Wednesday, June 21, 2017

10 New AWS Cloud Services - Till Jun 2017

Glue: Data collection is the most challenging part of data science; when it comes to analysis. Glue, an Amazon initiative, runs Python based scripts which collect data and transform it into a usable format, before transporting it into the Cloud for further use. The Python layer can be used, even when you don’t know how to write the Python script. Glue is well equipped to run jobs without interruption. You can bid adieu to all manual efforts, once you have Glue doing all the work for you.

FPGA: FPGA or Field Programmable Gate Arrays have been used extensively by hardware designers to make their software ends meet.
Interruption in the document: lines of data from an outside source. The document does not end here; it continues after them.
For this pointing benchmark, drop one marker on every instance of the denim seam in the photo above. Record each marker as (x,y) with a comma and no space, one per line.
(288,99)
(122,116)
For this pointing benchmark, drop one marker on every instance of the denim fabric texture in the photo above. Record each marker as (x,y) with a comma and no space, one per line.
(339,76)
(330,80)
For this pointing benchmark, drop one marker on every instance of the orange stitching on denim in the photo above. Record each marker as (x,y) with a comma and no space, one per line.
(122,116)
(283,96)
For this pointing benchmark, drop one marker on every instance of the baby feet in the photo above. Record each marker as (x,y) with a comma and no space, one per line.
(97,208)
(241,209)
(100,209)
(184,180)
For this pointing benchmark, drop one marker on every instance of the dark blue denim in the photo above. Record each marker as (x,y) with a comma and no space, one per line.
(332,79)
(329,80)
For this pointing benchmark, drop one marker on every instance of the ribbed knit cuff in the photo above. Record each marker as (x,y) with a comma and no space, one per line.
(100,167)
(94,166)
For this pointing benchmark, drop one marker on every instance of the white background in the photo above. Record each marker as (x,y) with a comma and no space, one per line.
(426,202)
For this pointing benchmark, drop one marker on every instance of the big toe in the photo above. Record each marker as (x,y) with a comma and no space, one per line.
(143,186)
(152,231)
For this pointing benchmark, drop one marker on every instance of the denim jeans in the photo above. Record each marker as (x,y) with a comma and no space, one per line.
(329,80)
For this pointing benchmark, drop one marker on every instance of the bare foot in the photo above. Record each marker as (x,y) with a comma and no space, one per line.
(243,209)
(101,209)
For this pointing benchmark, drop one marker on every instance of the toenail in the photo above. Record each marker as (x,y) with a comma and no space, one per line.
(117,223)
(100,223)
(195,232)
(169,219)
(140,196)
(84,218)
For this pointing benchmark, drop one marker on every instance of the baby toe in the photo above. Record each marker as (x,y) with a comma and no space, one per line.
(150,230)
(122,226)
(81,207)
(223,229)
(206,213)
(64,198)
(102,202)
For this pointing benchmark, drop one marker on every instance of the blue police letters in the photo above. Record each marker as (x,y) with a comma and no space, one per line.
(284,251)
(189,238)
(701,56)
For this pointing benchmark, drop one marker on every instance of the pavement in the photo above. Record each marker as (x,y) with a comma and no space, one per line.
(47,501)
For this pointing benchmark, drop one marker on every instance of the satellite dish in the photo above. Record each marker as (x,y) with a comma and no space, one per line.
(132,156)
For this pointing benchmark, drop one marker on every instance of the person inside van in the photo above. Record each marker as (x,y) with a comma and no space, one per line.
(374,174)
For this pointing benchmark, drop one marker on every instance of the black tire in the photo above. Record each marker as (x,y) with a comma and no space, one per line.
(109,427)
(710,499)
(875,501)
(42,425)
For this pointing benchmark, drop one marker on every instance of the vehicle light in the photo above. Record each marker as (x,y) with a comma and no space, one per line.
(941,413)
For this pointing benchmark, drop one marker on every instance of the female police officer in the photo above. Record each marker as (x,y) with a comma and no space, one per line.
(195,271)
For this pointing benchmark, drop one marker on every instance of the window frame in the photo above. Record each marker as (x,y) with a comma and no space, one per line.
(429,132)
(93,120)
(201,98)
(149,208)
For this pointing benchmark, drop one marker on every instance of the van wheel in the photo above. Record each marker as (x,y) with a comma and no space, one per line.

With Field Programmable Gate Arrays, you don’t need to worry about building custom masks or try and keep fitting multiple transistors into one piece of silicon. An FPGA is well designed to rewire itself to act like a real chip, while keeping in mind the software configurations.

Who needs such kind of technology? Bitcoin miners, who use cryptographically secure hash functions a gazillion times to speed up their searches can benefit extensively from the use of this technology. One can rent machines to run repetitive algorithms, which are further embedded into silicon, allowing programmers and software developers to ease out their work drastically.

Blox: As Docker gains a lot of publicity, Amazon comes to the rescue again, as it allows people to run Docker anywhere. Blox is designed in such a way so as to run the optimum number of instances; since it is event driven, one can write the logic in a simplistic manner. The best part is that one does not need to keep tracking the machines, to understand which applications are being run.

X-Ray: Loading job instances and managing efficiency has always been a tedious task for a lot of people. In order to ensure the smooth functioning of your cluster, the developer had to write elaborate code to track the progress at every step. This promoted a lot of people to purchase third party tools to do their bidding. However, Amazon’s X-Ray is a step ahead, since it offers to take care of all your work for you. In other words, it’s beating the competition and emerging as a clear winner, when it comes to watching your stack for you.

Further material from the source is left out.